The Believer, Summer 2024 (#146), various
... had you rethinking art history.
Monsters: A Fan's Dilemma by Claire Dederer
... was a guilty pleasure.
Processing: 100 Comics that Got Me Through by Tara Booth
... was old, a little obscure and absolutely delicious
Real People by Alison Lurie
My longest-standing subscription is to The Believer, an incredible index of literary, arts, culture and humanist politics, written by people who are obsessed with that stuff. Everyone should be reading The Believer. The summer issue (#146) had a really great piece on Michael Heizer's "City" by Ahmed Naji, and an interview with Eileen Myles that I found most inspiring. This is great arts writing from 2024.
Real People (Open Road Media, 2018) by Alison Lurie is a read that unfolds deliciously. I found myself at the Surf Point residency in Maine this April, and it made me interested in writers-on-residencies. I also read The Ghost Writer by Philip Roth, but Lurie's book was way more engaging and dramatic. Her narrator seems superficial at the outset, but becomes increasingly and terrifyingly self-aware by the novel's end, bringing high stakes to the relative calm of an artist-in-residency setting.
Then I eloped to New Orleans in May. Whenever I travel, I try to find something to inform that process, and Dan Baum's book, Nine Lives (Spiegel & Grau, 2009), that follows nine lives through NOLA over the course of generations, into Katrina, and its aftermath, is just so incredibly well balanced and interesting and genre-breaking. It made my teeth ache with jealousy.
Monsters (Vintage, 2023), Claire Dederer's book grappling with what to do with the art we love that is made by bad people, is a timely read and an intelligent reflection on a difficult topic, not so much a meditation on the bad people, but the fan's position and how to grieve losing art we love.

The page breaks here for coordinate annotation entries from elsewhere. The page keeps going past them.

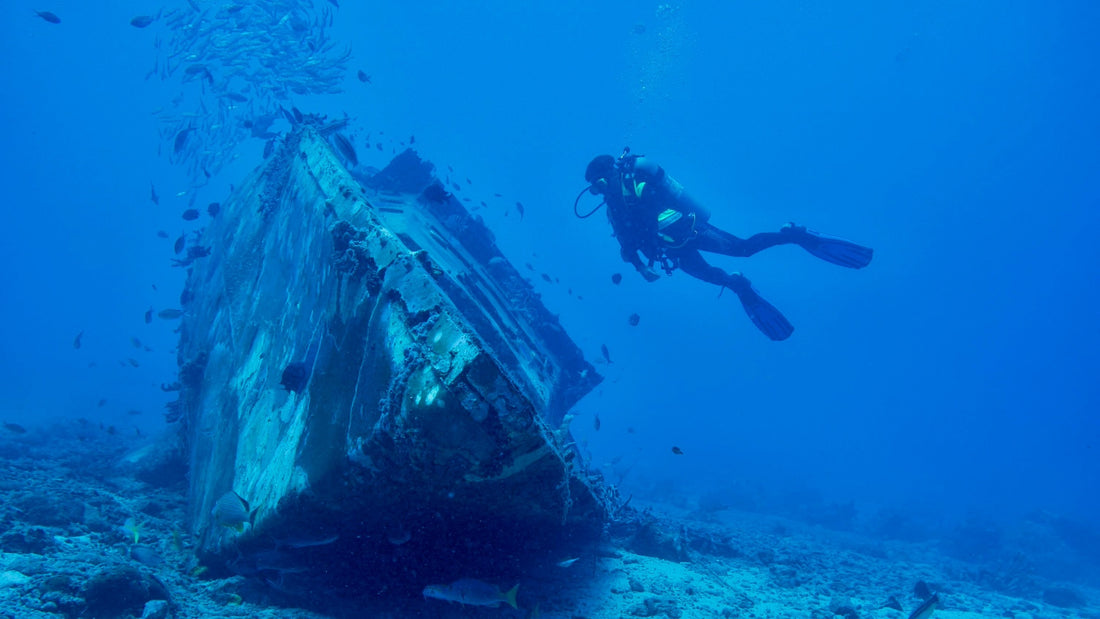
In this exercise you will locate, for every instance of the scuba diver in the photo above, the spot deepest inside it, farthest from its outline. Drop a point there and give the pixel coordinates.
(651, 213)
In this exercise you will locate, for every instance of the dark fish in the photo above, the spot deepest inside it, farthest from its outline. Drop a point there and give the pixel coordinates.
(180, 140)
(48, 17)
(145, 555)
(925, 609)
(345, 148)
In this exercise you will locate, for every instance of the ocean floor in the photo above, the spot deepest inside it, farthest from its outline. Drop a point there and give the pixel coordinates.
(81, 537)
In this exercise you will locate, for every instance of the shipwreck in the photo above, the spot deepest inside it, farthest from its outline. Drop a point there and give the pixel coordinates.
(375, 382)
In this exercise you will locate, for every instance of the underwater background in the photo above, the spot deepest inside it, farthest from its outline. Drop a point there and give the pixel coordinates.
(950, 384)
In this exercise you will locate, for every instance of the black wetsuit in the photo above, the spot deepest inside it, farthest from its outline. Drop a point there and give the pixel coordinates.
(636, 202)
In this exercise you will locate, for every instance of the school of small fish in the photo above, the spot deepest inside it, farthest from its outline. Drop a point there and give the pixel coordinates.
(238, 65)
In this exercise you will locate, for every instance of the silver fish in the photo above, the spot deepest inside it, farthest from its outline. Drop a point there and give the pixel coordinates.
(472, 593)
(232, 511)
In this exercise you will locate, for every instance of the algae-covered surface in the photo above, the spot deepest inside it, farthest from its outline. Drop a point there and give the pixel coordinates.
(90, 532)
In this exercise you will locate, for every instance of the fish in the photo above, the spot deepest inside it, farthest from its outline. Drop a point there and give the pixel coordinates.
(345, 147)
(926, 608)
(47, 15)
(131, 527)
(180, 141)
(472, 593)
(145, 555)
(232, 511)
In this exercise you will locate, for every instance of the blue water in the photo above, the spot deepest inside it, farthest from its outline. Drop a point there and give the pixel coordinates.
(955, 376)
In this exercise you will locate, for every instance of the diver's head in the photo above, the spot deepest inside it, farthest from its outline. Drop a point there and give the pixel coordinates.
(598, 173)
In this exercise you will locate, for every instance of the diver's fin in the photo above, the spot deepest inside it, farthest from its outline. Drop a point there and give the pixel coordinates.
(829, 249)
(765, 316)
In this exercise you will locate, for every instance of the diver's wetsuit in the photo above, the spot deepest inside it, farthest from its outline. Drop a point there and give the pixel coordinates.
(636, 209)
(651, 213)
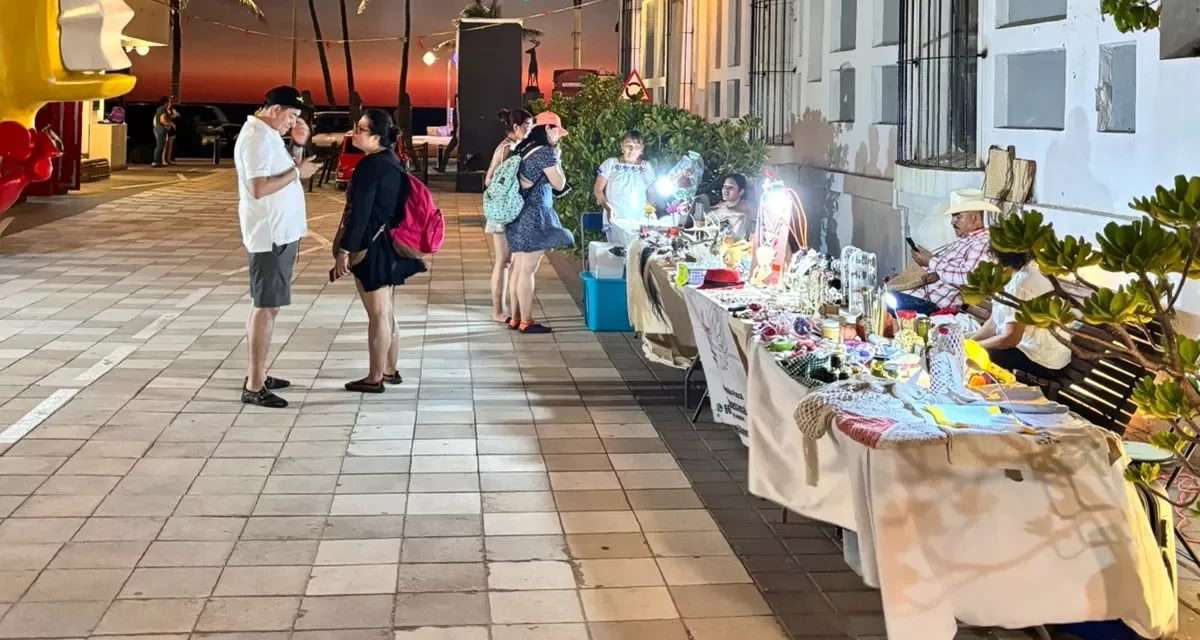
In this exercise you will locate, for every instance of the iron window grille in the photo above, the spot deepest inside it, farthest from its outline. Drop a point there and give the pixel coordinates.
(772, 67)
(939, 84)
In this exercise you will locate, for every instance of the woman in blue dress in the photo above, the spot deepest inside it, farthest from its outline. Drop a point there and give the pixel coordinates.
(537, 229)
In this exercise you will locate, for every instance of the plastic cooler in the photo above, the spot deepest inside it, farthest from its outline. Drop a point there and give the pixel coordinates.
(604, 304)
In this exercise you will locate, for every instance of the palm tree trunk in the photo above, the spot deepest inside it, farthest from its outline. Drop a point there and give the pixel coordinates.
(321, 54)
(177, 48)
(405, 111)
(355, 108)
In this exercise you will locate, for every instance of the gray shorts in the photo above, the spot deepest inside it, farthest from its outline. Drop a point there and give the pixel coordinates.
(270, 275)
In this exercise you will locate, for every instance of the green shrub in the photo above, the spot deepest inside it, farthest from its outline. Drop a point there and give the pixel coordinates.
(598, 119)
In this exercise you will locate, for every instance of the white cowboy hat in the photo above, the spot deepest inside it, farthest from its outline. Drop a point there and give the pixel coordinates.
(967, 199)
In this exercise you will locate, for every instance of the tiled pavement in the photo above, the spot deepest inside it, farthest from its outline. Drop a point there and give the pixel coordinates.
(515, 488)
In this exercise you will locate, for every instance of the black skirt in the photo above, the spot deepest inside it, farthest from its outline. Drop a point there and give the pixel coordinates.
(383, 267)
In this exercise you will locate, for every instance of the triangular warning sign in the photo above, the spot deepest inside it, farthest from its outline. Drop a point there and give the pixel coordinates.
(634, 88)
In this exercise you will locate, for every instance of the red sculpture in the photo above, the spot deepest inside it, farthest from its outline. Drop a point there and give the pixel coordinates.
(25, 156)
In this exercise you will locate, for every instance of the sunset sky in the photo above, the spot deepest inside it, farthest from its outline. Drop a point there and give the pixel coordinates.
(221, 65)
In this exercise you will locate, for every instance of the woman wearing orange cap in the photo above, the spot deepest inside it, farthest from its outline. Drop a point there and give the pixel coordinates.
(537, 228)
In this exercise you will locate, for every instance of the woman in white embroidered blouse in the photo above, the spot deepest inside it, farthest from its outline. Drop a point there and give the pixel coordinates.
(1015, 346)
(623, 183)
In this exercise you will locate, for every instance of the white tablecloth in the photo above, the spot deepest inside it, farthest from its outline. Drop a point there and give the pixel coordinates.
(948, 543)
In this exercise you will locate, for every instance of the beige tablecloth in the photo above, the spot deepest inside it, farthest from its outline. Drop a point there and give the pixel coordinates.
(946, 543)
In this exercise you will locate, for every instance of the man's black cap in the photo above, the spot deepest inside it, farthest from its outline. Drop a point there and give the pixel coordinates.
(287, 97)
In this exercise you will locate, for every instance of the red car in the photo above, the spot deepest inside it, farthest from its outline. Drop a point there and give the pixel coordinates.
(349, 157)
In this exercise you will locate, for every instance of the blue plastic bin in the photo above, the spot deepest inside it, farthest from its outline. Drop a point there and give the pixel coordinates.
(604, 304)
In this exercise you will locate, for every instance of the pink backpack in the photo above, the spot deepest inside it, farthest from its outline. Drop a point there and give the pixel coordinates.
(424, 227)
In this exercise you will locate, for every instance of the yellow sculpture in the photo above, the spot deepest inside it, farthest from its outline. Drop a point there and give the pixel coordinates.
(57, 51)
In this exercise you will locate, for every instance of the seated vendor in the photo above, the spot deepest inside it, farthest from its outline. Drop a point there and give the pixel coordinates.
(1013, 345)
(732, 211)
(947, 270)
(623, 183)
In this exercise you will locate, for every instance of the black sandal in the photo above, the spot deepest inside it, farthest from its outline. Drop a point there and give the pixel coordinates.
(364, 387)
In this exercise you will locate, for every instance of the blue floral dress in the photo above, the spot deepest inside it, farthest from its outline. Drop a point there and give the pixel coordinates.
(538, 227)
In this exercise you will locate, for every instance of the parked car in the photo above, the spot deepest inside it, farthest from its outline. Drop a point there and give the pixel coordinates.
(349, 157)
(329, 127)
(197, 126)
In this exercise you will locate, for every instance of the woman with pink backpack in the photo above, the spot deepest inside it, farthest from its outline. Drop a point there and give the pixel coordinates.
(376, 209)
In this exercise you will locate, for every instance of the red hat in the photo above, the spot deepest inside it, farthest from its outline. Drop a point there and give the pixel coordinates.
(720, 277)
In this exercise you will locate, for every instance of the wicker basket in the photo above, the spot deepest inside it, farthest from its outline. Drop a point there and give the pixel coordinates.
(910, 279)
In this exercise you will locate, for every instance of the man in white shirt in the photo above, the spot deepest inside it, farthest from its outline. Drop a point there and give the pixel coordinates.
(1015, 346)
(271, 210)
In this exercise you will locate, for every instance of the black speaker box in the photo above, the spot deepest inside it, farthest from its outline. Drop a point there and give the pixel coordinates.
(490, 55)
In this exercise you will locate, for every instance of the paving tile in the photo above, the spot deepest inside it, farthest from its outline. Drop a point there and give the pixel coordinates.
(628, 603)
(535, 606)
(51, 620)
(343, 612)
(703, 570)
(77, 585)
(274, 552)
(385, 551)
(525, 548)
(430, 550)
(444, 633)
(442, 609)
(247, 614)
(522, 524)
(263, 581)
(27, 557)
(171, 582)
(352, 580)
(654, 629)
(719, 600)
(150, 616)
(529, 575)
(619, 573)
(540, 632)
(442, 576)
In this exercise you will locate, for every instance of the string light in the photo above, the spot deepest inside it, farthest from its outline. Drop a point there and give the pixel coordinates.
(328, 42)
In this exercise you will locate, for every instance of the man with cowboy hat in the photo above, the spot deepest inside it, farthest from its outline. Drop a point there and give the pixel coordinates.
(948, 269)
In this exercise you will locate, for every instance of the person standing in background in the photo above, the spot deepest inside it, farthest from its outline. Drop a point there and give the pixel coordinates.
(271, 210)
(162, 125)
(454, 137)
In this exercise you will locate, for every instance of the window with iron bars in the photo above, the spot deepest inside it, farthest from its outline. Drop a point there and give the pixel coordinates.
(939, 84)
(772, 67)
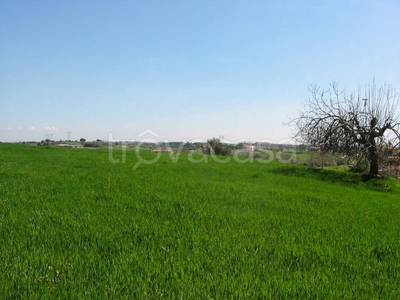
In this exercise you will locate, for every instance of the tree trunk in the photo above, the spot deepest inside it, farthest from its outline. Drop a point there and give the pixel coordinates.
(373, 160)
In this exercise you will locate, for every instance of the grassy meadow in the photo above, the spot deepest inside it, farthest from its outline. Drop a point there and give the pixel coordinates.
(73, 225)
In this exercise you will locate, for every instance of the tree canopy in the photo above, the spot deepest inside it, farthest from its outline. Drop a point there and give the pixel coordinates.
(361, 124)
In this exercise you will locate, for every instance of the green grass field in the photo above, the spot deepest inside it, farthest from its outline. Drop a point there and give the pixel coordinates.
(73, 225)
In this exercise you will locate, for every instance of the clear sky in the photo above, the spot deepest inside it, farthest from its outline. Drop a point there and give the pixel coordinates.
(183, 69)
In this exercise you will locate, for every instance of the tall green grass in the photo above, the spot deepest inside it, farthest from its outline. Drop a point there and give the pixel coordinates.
(74, 225)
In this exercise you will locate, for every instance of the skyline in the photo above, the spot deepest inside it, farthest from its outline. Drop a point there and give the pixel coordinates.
(185, 71)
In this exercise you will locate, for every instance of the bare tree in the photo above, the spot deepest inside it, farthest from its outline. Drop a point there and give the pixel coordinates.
(349, 123)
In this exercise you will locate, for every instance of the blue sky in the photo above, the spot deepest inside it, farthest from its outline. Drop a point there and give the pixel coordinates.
(183, 69)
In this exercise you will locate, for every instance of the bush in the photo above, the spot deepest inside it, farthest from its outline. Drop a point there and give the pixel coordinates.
(360, 166)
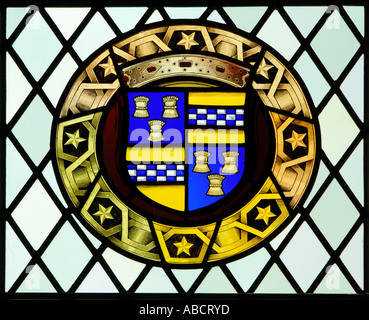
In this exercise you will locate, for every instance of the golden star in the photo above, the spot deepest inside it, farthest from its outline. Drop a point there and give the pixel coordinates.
(296, 140)
(265, 214)
(109, 67)
(104, 213)
(188, 40)
(74, 139)
(263, 69)
(183, 246)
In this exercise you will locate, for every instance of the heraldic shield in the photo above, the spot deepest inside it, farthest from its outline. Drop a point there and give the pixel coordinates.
(185, 150)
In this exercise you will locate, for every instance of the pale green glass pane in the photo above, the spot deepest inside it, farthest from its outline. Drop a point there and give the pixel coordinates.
(337, 128)
(353, 256)
(36, 215)
(313, 79)
(281, 236)
(156, 282)
(94, 241)
(185, 12)
(334, 214)
(215, 282)
(304, 256)
(67, 19)
(97, 281)
(305, 18)
(334, 282)
(57, 82)
(16, 257)
(36, 281)
(321, 177)
(17, 172)
(131, 16)
(353, 172)
(49, 175)
(357, 15)
(186, 277)
(353, 87)
(277, 34)
(34, 136)
(37, 46)
(247, 269)
(275, 282)
(96, 33)
(245, 18)
(125, 269)
(216, 17)
(17, 88)
(13, 17)
(155, 17)
(66, 256)
(335, 44)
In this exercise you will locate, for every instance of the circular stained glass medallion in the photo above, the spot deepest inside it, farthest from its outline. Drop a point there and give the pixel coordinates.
(185, 144)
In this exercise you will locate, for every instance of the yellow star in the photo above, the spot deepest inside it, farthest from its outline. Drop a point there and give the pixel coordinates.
(265, 214)
(104, 213)
(183, 246)
(296, 140)
(109, 67)
(263, 69)
(188, 40)
(74, 139)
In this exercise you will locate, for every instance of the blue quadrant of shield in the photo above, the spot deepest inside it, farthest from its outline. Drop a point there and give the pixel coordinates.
(198, 183)
(181, 155)
(144, 114)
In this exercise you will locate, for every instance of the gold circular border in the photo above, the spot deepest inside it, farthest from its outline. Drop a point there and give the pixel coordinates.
(78, 166)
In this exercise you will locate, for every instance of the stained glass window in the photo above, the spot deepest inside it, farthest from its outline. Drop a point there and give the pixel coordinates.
(284, 83)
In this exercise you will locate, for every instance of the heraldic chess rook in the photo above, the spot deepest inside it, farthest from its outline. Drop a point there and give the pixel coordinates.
(169, 151)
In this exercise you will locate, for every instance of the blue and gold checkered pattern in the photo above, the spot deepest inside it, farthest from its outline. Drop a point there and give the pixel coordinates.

I always feel a little guilty when I read books-with-pictures, like I'm cheating if 100% of the page count is not words. But in the case of painter-illustrator-hilarious person Tara Booth, her narrative of early sobriety is beautifully realized in words and images, and in truth, I feel not-at-all guilty. I adored it. Processing: 100 Comics that Got Me Through (Drawn and Quarterly, 2024).